— Toujours quand j’assassine des gens !

Le pli qui se creusa entre les sourcils de Bauer fit comprendre à Aldo que son humour noir, s’il lui permettait de se détendre, n’avait guère de chance d’être apprécié par celui qui, pour l’instant, le tenait sous sa patte. Il poursuivit, sur un ton indifférent :

— Puis-je savoir aussi qui m’accuse ?

— Un voisin qui vous a vu partir en courant et qui a prévenu leur fils ! Vous n’allez pas nier vous y être rendu ?

— Non, mais il était à peine quatre heures quand je suis parti, et pas en courant. J’ai repris calmement ma voiture…

— Pour vous rendre où ?

— En France. Je voulais aller à Pontarlier ! J’ai dû passer la frontière à quatre heures et demie… Vous n’avez qu’à vérifier !

— Quand il s’agit des frontaliers, la surveillance n’est pas si sourcilleuse et vous avez une voiture immatriculée dans le canton de Vaud. Qu’alliez-vous faire en France ?

— J’allais chercher quelqu’un à la gare de Pontarlier !

— Il faut vous arracher les paroles ! Qui ?

— Je ne pense pas que cela vous regarde ! De toute façon, cette personne n’y était pas et je suis rentré à Sainte-Croix où l’on est venu m’appréhender, comme vous le savez aussi bien que moi. Et maintenant, j’aimerais savoir quelle suite vous comptez donner à cette lamentable affaire ?

— Si vous habitiez ici, je vous aurais peut-être mis en observation chez vous, mais vous êtes un étranger et la frontière française est trop proche. Pendant ce temps, vous vous procurerez un avocat, l’instruction se poursuivra et…

— Si je vous comprends bien, vous n’avez pas l’intention de continuer plus avant vos investigations. Vous êtes persuadé de tenir le coupable en ma personne et on va s’en tenir là ?

— Quoi que vous en pensiez, Monsieur, nous sommes des gens sérieux et ne faisons jamais rien à moitié. Si l’on vous relâche – en admettant que cela arrive et c’est tout le mal que je vous souhaite –, c’est que nous serons intimement persuadés de votre innocence. En attendant, vous resterez en notre compagnie. N’oubliez pas que l’on vous accuse formellement !

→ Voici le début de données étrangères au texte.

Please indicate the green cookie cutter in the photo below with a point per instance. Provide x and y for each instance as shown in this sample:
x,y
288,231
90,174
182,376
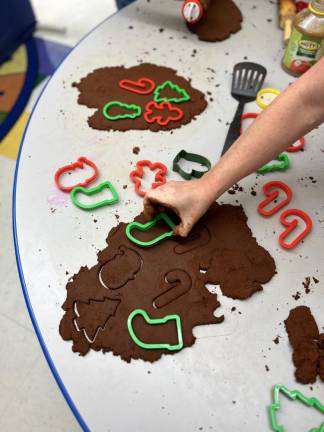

— Eh bien, soupira Aldo, ça va être gai. Puis-je au moins vous prier d’observer un maximum de discrétion jusqu’à ce que l’on vous ait démontré l’inanité de ces assertions et que je n’aie rien à voir dans ce double meurtre crapuleux ? J’ai une réputation à sauvegarder et il se trouve que j’y tiens !

— Nous verrons cela !

Quelques minutes plus tard, Aldo prenait possession d’une cellule – très propre au demeurant mais meublée sobrement d’un bat-flanc, d’un coin hygiénique et d’une pile de papiers chiffons. La propreté helvétique jouait à plein jusque dans les prisons et Aldo se demanda s’il verrait rappliquer chaque matin une femme de ménage avec balai, plumeau, etc.

Pas vraiment inquiet parce qu’il se doutait qu’Adalbert ne tarderait pas à remuer ciel et terre pour le sortir de cette souricière, il alla s’étendre sur sa planche et ferma les yeux afin de mieux réfléchir. Résultat, il s’endormit presque aussitôt…

C’est là que son inconscient l’attendait. Il eut un cauchemar dont le centre était Plan-Crépin. Deux hommes encagoulés étaient en train de la jeter dans le puits abyssal du fort de Joux au bord duquel Tante Amélie, agenouillée, sanglotait…


1 Voir Le Talisman du Téméraire, t. 1 : « Les Trois Frères », Plon, 2013.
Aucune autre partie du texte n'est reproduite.